- The paper introduces a contrastive learning method (puCL) for PU data that avoids class prior estimation and improves performance.
- It employs a two-step approach combining contrastive representation learning with pseudo-labeling (puPL) to assign high-quality labels to unlabeled samples.
- Experimental results across benchmarks show up to 2% improvement and strong theoretical guarantees, underscoring the method's practical efficiency.
Understanding Contrastive Representation Learning from Positive Unlabeled (PU) Data
This paper introduces a novel framework for Positive Unlabeled (PU) learning by leveraging contrastive representation learning. The approach is designed to overcome traditional PU learning challenges, especially the need for class prior estimation, and demonstrates improved performance across several benchmark datasets.
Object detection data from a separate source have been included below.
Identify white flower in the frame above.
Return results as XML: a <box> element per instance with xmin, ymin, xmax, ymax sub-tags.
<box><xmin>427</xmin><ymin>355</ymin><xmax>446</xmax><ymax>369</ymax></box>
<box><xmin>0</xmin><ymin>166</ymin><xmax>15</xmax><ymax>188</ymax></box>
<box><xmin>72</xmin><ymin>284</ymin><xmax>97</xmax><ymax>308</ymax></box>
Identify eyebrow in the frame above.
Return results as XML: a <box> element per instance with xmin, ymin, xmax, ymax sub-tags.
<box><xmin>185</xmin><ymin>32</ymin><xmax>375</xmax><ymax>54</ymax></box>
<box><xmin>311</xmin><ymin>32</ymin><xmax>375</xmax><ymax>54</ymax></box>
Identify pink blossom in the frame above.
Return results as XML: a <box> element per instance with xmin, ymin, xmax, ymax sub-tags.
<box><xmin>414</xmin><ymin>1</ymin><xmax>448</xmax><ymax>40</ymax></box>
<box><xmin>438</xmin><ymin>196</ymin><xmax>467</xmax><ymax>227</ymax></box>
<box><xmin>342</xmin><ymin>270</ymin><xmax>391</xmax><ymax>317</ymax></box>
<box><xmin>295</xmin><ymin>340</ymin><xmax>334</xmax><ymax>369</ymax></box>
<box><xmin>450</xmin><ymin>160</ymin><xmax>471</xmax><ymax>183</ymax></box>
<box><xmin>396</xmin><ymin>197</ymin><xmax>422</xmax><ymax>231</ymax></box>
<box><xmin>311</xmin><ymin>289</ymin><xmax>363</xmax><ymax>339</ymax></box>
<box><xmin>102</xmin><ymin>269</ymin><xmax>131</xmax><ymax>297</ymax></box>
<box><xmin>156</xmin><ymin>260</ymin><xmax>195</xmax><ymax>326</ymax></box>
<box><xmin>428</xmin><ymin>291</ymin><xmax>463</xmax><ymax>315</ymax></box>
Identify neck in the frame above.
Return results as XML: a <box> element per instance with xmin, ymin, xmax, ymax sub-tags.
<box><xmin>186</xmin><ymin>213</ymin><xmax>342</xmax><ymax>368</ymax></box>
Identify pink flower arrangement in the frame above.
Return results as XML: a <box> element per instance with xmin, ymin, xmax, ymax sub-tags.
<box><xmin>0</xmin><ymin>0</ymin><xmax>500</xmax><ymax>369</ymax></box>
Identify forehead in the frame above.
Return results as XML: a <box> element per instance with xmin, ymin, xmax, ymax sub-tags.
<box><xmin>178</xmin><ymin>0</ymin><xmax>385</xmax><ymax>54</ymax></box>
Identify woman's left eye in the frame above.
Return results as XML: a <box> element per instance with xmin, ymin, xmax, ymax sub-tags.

Introduction to PU Learning
Positive Unlabeled (PU) learning involves training a binary classifier using a dataset with a few labeled positive samples and a set of unlabeled samples. The absence of labeled negative examples complicates traditional supervised learning approaches. The concept of PU learning is crucial in domains where negative examples are hard to obtain, such as recommendation systems and medical diagnostics. Traditional methods often require an accurate estimate of the class prior, which can be computationally expensive and prone to errors.
Proposed Framework
The paper proposes a two-step approach to PU learning:
- Contrastive Representation Learning (puCL):
- The authors extend the InfoNCE family of contrastive objectives tailored for PU data. They introduce an objective that efficiently leverages weak supervision from labeled positives.
- This approach ensures that the learned feature space fosters semantic similarity among samples while maintaining separability from dissimilar ones. The proposed puCL is unbiased and consistently outperforms both fully unsupervised (ssCL) and naive supervised (sCL-PU) methods in scenarios with limited supervision.

Figure 1: Generalization benefits of incorporating weak supervision in puCL compared to ssCL and sCL-PU.
- Pseudo-labeling Mechanism (puPL):
- Leveraging the geometric properties of the learned representation space, puPL assigns pseudo-labels to unlabeled examples based on clustering techniques similar to k-means++ but initialized with labeled positive samples.
- This approach ensures high-quality pseudo-labels that significantly improve downstream binary classification without relying on class prior knowledge.
Technical Contributions
- Unbiased Estimation: Both puCL and puPL provide unbiased estimates for learning from the PU dataset, avoiding the pitfalls of variance and bias in class prior assumptions.
- Generalization Guarantees: The learned representation space and pseudo-labeling mechanism together offer strong performance even with minimal labeled data, highlighted by theoretical generalization guarantees.
- Implementation Efficiency: The approach circumvents the need for class prior estimation, reducing computational overhead and improving practical deployment scenarios.
Experimental Validation
The authors conduct extensive evaluations across multiple datasets, including standard benchmarks for PU learning and settings involving low supervision. The proposed method, particularly puCL coupled with puPL, consistently outperforms existing state-of-the-art PU learning algorithms, achieving up to 2% improvement. This performance is robust across varying levels of supervision and different dataset priors.

Figure 2: Embedding quality and convergence benefits demonstrated by puPL over traditional PU learning methods.
Conclusion
Overall, the proposed PU learning framework shows significant promise in overcoming existing challenges in the domain, such as dependency on class prior estimation and limited generalization in low-supervision settings. The paper's method demonstrates strong empirical performance and holds valuable implications for future research in PU learning scenarios.
Figure 3: Sensitivity analysis showcasing robustness to varying class prior estimates, emphasizing the practicality of puPL.
The insights and methodologies outlined in this paper suggest directions for further exploration, particularly in extending contrastive learning paradigms to other weakly supervised learning tasks.